The device, called a TFET (pronounced tee-fet), relies on a physical property known as tunneling. Particles tunnel when they move through energy barriers rather than over them.
“Imagine an electron moving through a FET like a ball that needs to roll up a hill in order to get to the other side,” says Leblanc. “In a TFET, the ball doesn’t need to roll up the hill—it gets a little push and manages to tunnel through it instead. What’s exciting about this study is that we can confirm through multiple device demonstrations and simulations that this physics, the electron tunneling, is definitely the reason our transistor is so effective at low power.”
Tunneling requires much lower voltages than the thermal injection used in state-of-the-art FETs.

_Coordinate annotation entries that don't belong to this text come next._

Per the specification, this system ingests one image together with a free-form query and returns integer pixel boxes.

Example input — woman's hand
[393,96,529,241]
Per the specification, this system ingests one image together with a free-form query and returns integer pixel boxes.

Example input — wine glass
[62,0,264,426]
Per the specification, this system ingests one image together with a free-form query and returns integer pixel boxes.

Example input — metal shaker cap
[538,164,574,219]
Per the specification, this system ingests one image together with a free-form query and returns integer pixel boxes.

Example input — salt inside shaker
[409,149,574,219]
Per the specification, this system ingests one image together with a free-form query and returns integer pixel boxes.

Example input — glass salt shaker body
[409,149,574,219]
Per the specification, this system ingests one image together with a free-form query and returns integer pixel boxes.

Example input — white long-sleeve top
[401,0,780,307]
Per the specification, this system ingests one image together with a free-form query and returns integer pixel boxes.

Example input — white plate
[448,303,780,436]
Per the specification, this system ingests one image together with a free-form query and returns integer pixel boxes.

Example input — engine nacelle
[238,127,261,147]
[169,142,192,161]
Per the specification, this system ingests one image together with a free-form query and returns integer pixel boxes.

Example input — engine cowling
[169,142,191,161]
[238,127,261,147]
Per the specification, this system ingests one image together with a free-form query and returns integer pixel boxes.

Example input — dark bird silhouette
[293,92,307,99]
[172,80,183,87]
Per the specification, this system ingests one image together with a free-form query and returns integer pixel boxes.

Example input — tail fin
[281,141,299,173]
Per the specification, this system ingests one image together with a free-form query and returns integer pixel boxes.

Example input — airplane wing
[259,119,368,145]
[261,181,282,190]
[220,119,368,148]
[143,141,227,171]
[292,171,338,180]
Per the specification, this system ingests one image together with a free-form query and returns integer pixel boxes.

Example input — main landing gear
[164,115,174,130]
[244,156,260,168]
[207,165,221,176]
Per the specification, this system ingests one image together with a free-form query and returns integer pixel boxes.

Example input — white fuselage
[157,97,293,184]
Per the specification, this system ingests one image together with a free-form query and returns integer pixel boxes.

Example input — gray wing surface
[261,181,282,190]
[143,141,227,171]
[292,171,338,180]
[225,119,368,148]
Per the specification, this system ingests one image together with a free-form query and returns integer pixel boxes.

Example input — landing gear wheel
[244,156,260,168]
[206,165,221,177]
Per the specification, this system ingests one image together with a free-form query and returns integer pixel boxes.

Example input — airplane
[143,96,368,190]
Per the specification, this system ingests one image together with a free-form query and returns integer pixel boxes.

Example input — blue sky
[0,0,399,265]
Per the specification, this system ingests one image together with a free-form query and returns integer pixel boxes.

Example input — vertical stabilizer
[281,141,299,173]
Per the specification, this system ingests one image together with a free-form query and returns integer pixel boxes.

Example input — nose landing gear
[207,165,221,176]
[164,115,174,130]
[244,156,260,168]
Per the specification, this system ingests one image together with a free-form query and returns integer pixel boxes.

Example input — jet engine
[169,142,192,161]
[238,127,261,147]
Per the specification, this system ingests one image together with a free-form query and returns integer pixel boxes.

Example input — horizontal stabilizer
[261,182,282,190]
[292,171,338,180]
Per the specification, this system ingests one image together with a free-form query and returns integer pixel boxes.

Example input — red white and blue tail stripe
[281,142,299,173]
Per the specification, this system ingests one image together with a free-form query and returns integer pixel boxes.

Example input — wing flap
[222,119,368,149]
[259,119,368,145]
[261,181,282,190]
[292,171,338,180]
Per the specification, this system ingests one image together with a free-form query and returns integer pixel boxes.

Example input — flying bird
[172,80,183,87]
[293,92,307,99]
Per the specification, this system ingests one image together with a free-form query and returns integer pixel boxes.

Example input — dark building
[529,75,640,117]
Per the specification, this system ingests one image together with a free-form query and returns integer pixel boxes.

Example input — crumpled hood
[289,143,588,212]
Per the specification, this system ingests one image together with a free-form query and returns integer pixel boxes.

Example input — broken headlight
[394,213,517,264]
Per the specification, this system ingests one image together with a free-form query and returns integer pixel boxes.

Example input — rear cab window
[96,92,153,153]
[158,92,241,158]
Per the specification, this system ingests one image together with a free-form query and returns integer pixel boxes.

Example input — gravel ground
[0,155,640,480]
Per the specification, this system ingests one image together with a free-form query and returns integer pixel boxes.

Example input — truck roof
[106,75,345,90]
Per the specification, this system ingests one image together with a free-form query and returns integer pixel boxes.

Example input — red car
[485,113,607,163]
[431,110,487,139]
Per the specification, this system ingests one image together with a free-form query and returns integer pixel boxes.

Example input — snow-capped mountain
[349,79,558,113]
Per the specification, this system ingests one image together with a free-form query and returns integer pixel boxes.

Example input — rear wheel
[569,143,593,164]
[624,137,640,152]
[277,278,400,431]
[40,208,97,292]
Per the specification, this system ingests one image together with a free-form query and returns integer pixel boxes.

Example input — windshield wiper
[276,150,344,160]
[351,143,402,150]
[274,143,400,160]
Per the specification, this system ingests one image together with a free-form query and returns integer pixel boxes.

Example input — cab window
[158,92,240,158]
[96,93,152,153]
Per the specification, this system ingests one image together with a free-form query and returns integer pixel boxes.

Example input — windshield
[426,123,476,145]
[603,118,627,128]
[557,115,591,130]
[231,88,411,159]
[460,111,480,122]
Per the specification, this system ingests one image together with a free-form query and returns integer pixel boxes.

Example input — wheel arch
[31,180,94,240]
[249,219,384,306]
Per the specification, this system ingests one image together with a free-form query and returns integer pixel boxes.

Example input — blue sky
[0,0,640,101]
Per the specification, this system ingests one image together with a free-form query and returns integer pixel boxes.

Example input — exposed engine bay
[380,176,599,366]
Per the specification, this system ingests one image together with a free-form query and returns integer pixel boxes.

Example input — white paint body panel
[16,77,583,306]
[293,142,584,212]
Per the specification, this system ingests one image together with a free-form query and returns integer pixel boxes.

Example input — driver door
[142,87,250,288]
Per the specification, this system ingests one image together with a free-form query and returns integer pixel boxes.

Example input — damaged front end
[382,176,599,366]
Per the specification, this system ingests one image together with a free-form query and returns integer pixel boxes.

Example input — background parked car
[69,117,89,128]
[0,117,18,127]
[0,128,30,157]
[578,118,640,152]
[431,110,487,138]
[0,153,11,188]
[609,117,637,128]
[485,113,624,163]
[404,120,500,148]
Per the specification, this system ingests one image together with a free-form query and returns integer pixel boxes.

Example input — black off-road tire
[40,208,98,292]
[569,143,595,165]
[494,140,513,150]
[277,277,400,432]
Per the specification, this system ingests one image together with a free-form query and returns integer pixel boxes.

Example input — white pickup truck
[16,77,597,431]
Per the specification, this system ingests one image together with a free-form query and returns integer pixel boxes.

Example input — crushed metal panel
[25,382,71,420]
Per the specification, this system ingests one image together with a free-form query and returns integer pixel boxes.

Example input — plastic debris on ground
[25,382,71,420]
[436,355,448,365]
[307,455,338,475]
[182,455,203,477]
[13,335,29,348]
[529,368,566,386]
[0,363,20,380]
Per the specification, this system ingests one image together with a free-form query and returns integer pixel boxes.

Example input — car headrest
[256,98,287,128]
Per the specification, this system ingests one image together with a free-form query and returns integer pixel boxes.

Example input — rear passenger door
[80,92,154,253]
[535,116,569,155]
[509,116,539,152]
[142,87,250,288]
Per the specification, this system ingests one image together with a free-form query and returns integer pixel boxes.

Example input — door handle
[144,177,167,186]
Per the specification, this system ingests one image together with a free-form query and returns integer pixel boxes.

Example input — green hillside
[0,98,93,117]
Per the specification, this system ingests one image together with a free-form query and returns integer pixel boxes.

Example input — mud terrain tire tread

Scientists have been experimenting with tunneling FET technology for decades but have been hindered by insurmountable trade-offs in power and performance. Until now, TFETs were able to either operate below the theoretical voltage minimum (60mV/decade, a metric known as the Boltzmann limit) or with sufficient current density at the drain terminal to drive applications at the circuit and system levels. The Penn Engineering research team’s design does both.
“By finally overcoming that trade-off, we have cleared a path for the future integration of TFETs into high-performance, low-power microelectronics,” says Jariwala. “Central to our solution is an experimental new semiconductor called indium selenide (InSe), which is clean enough in terms of crystal quality and achieves high-drive current density. Now that we have a structure that allows for both high current density and low voltage, we can start to build a strong case for substituting a standard FET with a TFET.”
The experiments point to a promising future for TFETs beyond their energy efficiency.
“With future development, these devices have the potential to surpass further FET limitations in size and switching speed,” says Miao. “Our TFET design can likely be miniaturized to degrees that a standard FET cannot and accomplish even faster switching. It’s a very promising solution not only for energy usage, but also other versatile device applications requiring complex computational tasks.”